# 2 stroke runs at high revs, stalls at low



## dstart1 (Sep 7, 2019)

Hello, I wonder if anyone could kindly offer some advice to an engine newbie. My recently acquired 40HP 2 stroke 2 cylinder Mariner outboard (Yamaha) 40M 6E9 (year 1992) has not had much use for a while but starts easily, ticks over just about OK at idle, but stalls when I put it into forward at low speed in the water. However, if I can get it to full throttle, it runs fine at high revs, and planes the boat happily. But then at low speed it stalls again. Spark plugs are new, fuel is new. Someone has suggested a full carb strip down, but I wanted to eliminate any simpler causes first.
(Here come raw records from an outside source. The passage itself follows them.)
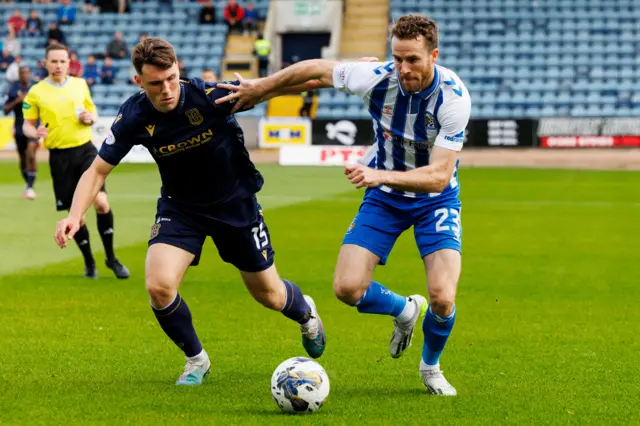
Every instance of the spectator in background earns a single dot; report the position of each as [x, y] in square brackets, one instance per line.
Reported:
[55, 34]
[261, 50]
[5, 59]
[34, 24]
[116, 48]
[12, 44]
[91, 74]
[13, 70]
[75, 66]
[183, 70]
[108, 72]
[251, 19]
[208, 13]
[66, 13]
[132, 75]
[17, 24]
[233, 15]
[208, 75]
[90, 6]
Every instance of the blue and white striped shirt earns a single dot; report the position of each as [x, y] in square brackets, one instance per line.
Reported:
[407, 125]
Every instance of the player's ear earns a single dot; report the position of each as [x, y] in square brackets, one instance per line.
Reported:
[434, 54]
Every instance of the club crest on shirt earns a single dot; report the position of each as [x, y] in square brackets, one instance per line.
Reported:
[194, 116]
[429, 121]
[155, 229]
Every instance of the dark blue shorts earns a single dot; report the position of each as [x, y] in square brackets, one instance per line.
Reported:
[248, 248]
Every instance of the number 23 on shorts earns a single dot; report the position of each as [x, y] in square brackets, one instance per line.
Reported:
[448, 220]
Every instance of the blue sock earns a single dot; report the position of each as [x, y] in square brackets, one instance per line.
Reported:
[295, 307]
[31, 178]
[436, 332]
[378, 299]
[176, 322]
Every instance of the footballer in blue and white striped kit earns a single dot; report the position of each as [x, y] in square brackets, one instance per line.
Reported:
[420, 111]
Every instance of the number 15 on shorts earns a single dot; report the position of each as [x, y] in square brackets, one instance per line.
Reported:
[448, 220]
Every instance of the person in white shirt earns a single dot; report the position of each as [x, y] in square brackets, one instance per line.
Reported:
[420, 111]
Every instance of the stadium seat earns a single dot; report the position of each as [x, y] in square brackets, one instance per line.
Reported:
[566, 52]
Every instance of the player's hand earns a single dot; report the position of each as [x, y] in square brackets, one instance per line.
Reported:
[85, 117]
[362, 176]
[65, 230]
[42, 132]
[247, 94]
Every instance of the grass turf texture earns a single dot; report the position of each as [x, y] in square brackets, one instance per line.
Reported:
[546, 329]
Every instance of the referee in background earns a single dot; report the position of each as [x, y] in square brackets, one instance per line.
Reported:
[66, 112]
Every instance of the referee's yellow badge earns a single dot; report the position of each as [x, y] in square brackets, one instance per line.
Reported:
[194, 116]
[155, 229]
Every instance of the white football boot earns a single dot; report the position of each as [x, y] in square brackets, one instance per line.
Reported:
[434, 380]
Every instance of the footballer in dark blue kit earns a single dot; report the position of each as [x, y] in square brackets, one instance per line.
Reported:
[209, 187]
[26, 147]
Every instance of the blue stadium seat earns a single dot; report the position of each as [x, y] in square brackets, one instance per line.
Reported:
[566, 57]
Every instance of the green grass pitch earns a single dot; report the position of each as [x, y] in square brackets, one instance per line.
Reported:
[547, 327]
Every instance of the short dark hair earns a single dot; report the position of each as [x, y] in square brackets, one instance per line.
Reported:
[55, 46]
[413, 26]
[153, 51]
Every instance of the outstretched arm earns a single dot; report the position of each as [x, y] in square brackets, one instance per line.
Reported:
[86, 191]
[432, 178]
[311, 74]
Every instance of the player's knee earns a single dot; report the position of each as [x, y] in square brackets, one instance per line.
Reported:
[161, 291]
[348, 289]
[441, 303]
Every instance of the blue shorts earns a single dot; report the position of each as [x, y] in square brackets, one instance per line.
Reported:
[383, 217]
[248, 247]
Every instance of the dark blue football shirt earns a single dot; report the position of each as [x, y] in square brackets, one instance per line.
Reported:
[199, 149]
[15, 90]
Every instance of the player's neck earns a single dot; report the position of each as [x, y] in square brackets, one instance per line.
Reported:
[57, 81]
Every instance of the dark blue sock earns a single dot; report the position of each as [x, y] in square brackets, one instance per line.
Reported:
[105, 228]
[82, 239]
[295, 307]
[378, 299]
[31, 178]
[176, 322]
[436, 332]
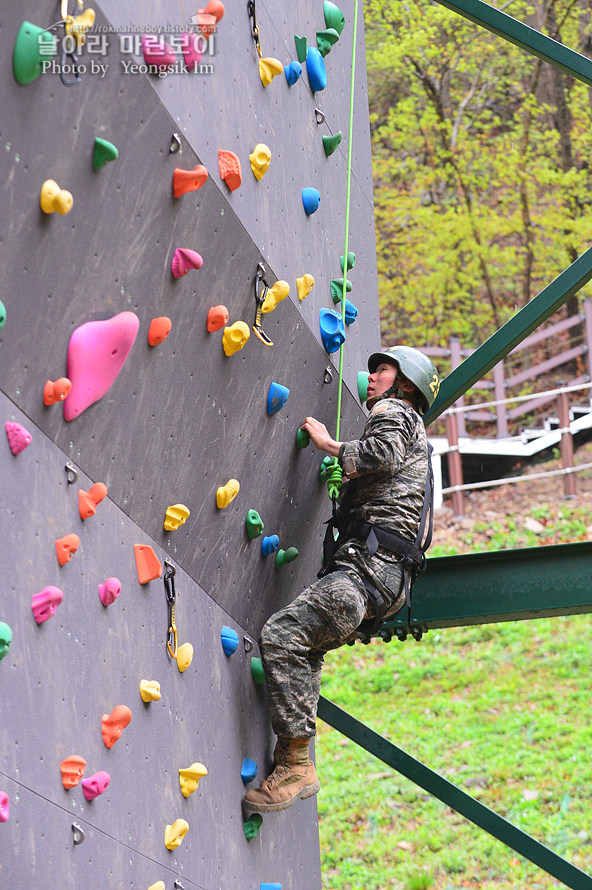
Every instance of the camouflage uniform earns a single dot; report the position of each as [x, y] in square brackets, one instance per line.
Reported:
[386, 471]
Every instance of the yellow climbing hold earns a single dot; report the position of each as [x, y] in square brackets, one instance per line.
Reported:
[235, 336]
[275, 295]
[189, 778]
[175, 516]
[175, 833]
[304, 285]
[227, 493]
[268, 69]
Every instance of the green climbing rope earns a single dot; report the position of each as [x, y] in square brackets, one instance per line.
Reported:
[335, 477]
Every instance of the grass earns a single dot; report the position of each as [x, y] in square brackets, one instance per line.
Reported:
[502, 710]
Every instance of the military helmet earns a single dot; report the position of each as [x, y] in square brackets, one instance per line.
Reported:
[415, 366]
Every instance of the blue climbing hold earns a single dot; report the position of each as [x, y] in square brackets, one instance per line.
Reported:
[315, 68]
[277, 397]
[229, 639]
[293, 72]
[311, 198]
[332, 329]
[269, 545]
[248, 770]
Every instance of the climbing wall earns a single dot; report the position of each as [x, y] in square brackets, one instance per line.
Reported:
[175, 424]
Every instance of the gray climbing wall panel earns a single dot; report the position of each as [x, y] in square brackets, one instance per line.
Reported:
[180, 420]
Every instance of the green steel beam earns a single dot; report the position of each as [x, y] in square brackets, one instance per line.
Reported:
[523, 36]
[453, 796]
[512, 333]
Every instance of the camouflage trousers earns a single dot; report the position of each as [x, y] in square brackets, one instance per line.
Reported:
[294, 642]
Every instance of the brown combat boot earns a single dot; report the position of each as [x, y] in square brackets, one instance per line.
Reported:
[293, 778]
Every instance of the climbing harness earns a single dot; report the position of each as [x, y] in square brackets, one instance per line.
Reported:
[259, 301]
[171, 597]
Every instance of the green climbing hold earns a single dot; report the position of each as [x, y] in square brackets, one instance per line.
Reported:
[302, 439]
[337, 288]
[254, 524]
[28, 59]
[326, 39]
[330, 143]
[351, 260]
[257, 670]
[301, 48]
[283, 557]
[334, 18]
[103, 153]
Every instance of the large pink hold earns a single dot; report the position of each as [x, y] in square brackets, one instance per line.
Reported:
[97, 352]
[18, 437]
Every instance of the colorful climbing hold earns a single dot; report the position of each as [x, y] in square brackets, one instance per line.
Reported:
[184, 260]
[157, 52]
[254, 524]
[332, 329]
[217, 318]
[95, 785]
[88, 500]
[230, 168]
[5, 638]
[268, 69]
[175, 516]
[269, 545]
[113, 724]
[304, 285]
[234, 337]
[56, 390]
[188, 180]
[18, 437]
[283, 557]
[311, 198]
[33, 46]
[97, 352]
[103, 153]
[189, 778]
[229, 638]
[227, 493]
[277, 397]
[147, 563]
[109, 590]
[159, 330]
[66, 547]
[174, 834]
[45, 603]
[257, 671]
[260, 159]
[315, 68]
[252, 825]
[248, 770]
[293, 72]
[53, 199]
[149, 690]
[72, 770]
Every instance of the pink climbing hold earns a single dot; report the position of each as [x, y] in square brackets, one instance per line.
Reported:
[45, 603]
[109, 590]
[184, 260]
[18, 437]
[157, 52]
[95, 784]
[96, 354]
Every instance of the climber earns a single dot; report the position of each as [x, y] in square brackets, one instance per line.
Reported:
[379, 512]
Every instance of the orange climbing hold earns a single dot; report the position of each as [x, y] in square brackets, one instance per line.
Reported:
[88, 500]
[56, 390]
[66, 547]
[188, 180]
[147, 563]
[230, 168]
[159, 330]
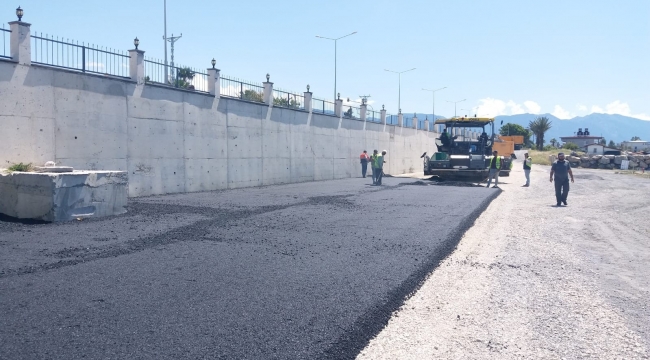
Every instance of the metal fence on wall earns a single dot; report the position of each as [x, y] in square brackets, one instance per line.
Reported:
[240, 89]
[6, 35]
[288, 99]
[323, 107]
[51, 51]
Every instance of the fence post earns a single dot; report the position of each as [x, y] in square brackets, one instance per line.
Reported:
[20, 42]
[308, 95]
[268, 91]
[136, 65]
[214, 81]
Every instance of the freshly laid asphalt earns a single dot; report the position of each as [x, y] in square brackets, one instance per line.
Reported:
[299, 271]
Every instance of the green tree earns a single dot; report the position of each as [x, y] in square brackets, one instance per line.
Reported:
[252, 95]
[539, 127]
[184, 77]
[514, 129]
[570, 146]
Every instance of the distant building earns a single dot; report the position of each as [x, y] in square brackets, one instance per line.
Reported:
[582, 138]
[636, 145]
[598, 149]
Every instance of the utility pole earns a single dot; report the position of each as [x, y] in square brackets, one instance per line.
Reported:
[165, 40]
[172, 40]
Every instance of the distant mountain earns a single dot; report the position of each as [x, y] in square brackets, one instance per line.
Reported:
[611, 127]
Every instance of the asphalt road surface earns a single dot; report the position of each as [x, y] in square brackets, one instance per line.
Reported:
[301, 271]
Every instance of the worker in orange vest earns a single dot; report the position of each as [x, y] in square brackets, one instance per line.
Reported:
[364, 158]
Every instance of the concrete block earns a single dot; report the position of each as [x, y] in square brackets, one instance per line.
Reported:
[63, 196]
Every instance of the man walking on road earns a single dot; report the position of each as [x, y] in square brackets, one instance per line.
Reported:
[528, 162]
[373, 164]
[495, 167]
[380, 167]
[364, 158]
[562, 170]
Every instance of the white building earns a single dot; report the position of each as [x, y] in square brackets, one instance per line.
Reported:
[636, 145]
[581, 138]
[598, 149]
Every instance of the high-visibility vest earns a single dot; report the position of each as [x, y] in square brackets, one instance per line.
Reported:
[373, 159]
[528, 162]
[498, 162]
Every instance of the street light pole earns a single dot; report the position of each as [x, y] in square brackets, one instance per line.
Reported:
[399, 87]
[433, 93]
[456, 102]
[335, 40]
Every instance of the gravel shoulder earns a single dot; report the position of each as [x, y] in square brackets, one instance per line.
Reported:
[531, 280]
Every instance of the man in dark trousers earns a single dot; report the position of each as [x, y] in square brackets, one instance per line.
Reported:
[562, 170]
[364, 158]
[496, 164]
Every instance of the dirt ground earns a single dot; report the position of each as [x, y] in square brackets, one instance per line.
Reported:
[532, 280]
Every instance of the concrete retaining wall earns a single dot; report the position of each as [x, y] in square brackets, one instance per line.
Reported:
[174, 141]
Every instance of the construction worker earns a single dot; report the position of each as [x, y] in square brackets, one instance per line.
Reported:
[562, 170]
[380, 166]
[528, 162]
[495, 167]
[373, 163]
[364, 158]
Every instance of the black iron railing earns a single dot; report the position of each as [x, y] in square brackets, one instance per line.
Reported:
[51, 51]
[6, 40]
[240, 89]
[182, 77]
[288, 99]
[323, 107]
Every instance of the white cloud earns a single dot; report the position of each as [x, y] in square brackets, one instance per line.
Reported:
[597, 109]
[560, 113]
[620, 108]
[532, 107]
[495, 107]
[515, 108]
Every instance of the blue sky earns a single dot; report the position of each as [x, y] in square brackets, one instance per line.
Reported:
[569, 58]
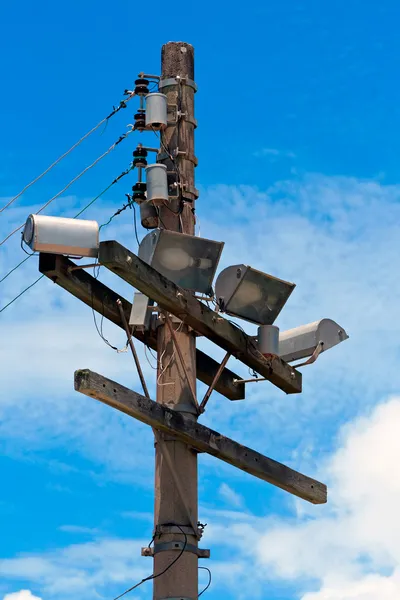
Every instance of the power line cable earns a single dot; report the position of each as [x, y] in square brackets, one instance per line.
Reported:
[21, 293]
[75, 217]
[154, 576]
[209, 580]
[28, 257]
[121, 105]
[122, 137]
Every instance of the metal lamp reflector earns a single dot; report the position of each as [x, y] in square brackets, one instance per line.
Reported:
[251, 295]
[302, 341]
[188, 261]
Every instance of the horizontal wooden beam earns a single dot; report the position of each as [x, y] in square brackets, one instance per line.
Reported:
[198, 436]
[197, 315]
[95, 294]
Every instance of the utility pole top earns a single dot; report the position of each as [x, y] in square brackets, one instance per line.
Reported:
[177, 58]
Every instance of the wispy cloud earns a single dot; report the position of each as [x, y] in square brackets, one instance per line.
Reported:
[274, 153]
[91, 569]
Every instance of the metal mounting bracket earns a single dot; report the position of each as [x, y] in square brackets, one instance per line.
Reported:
[178, 546]
[168, 529]
[174, 81]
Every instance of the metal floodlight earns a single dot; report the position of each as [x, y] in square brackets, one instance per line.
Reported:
[58, 235]
[251, 295]
[188, 261]
[310, 340]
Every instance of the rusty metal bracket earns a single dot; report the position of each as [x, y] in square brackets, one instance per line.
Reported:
[178, 546]
[172, 529]
[177, 81]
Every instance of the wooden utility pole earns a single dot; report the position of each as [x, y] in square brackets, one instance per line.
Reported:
[175, 382]
[181, 316]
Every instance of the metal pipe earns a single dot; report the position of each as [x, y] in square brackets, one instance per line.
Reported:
[76, 267]
[237, 381]
[179, 351]
[214, 383]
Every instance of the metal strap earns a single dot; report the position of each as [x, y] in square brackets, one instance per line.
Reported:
[173, 81]
[164, 155]
[178, 546]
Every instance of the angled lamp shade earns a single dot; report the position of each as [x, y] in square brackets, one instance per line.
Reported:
[302, 341]
[188, 261]
[59, 235]
[251, 295]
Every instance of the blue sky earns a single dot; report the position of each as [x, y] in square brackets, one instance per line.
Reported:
[298, 145]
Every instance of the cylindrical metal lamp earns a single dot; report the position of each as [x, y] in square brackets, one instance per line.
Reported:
[156, 111]
[268, 339]
[157, 184]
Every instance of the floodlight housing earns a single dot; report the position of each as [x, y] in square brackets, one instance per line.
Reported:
[254, 296]
[302, 341]
[188, 261]
[59, 235]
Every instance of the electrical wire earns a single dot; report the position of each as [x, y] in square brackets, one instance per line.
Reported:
[135, 224]
[154, 576]
[30, 256]
[21, 293]
[75, 217]
[122, 137]
[209, 580]
[122, 104]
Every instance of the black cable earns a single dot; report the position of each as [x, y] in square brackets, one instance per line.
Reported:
[154, 576]
[209, 580]
[134, 223]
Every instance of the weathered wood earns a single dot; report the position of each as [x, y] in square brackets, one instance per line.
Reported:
[92, 292]
[202, 319]
[198, 436]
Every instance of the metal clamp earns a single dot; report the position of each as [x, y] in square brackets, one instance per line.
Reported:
[174, 81]
[164, 155]
[178, 546]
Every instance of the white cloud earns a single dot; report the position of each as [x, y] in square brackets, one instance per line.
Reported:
[331, 235]
[230, 496]
[371, 587]
[22, 595]
[352, 545]
[104, 566]
[274, 153]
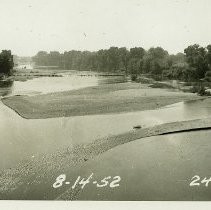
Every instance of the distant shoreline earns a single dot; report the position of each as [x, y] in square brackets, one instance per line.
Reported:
[103, 99]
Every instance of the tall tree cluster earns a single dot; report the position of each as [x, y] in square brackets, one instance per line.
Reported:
[194, 63]
[6, 62]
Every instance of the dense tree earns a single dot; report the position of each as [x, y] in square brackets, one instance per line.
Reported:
[191, 65]
[196, 58]
[6, 62]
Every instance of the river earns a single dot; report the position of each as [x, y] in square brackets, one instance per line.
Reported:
[23, 139]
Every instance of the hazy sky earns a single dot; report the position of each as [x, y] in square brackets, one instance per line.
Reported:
[27, 26]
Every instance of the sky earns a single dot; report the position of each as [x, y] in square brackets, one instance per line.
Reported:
[28, 26]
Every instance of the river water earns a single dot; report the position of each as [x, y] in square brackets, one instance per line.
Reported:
[22, 139]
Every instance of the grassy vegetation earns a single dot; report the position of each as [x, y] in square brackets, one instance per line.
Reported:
[109, 98]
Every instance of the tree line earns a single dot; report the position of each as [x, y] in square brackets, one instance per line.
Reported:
[6, 62]
[193, 64]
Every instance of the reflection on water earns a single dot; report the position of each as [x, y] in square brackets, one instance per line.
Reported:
[69, 81]
[154, 168]
[21, 139]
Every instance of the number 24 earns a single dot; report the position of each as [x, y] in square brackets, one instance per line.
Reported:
[197, 178]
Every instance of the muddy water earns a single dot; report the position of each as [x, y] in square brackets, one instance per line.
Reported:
[21, 139]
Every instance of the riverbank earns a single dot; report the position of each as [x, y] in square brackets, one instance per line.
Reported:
[33, 179]
[102, 99]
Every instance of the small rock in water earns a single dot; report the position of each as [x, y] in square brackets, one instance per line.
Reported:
[137, 127]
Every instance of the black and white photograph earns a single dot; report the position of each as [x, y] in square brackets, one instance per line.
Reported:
[105, 100]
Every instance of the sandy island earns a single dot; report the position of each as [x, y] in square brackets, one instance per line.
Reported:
[103, 99]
Any recommended videos / resources for a carb strip down of a similar type of engine?

Thanks so much!

Daniel in Bristol England


----------



## Milton Fox Racing (May 27, 2014)

Instead of a rebuild you could just replace it. :cheers2:


----------



## Hobby Dude (Aug 7, 2019)

2-stroke, I have a couple of 2 stroke bikes in my garage, and boy let me tell you, if you aren't running super unleaded gas, and using a good two stroke oil, they will run like crap with this crappy ethynol gas they push on us consumers. Find, if you can some non-ethynol fuel and try it. I know back in the 80's all machines ran great before they put that crap in our fuel purchased by our hard earned money. Now its hard to find normal gas. Sometimes you can buy fuel stabilizers and ethynol remover fluids to add to your fuel, and they work. Go to a auto parts shop and get some Stabil fuel fixer or what ever the heck they sell over there, follow the directions and add it to your fresh fuel. You could check for water in your fuel tank, or find a clear fuel filter to check if crap is getting to your carbs. Good look, good sailing! Hobby Dude!


----------



## geogrubb (Jul 28, 2006)

While the engine is running spray/dribble brake parts cleaner behind the carb and along the intake and any mating surfaces if the engine changes tempo you have an air leak and can take the appropriate action. Have a good one. Geo


----------



## crazy mike (Aug 26, 1999)

Gas with ethanol in it makes an engine run leaner. I have an older carburated Buell that needs to be rejetted twice a year as the ethanol mix moves from the danged summer to winter blends. If it's an older engine the fuel lines will swell and disintergrate on the inside causing all sorts of chaos.


----------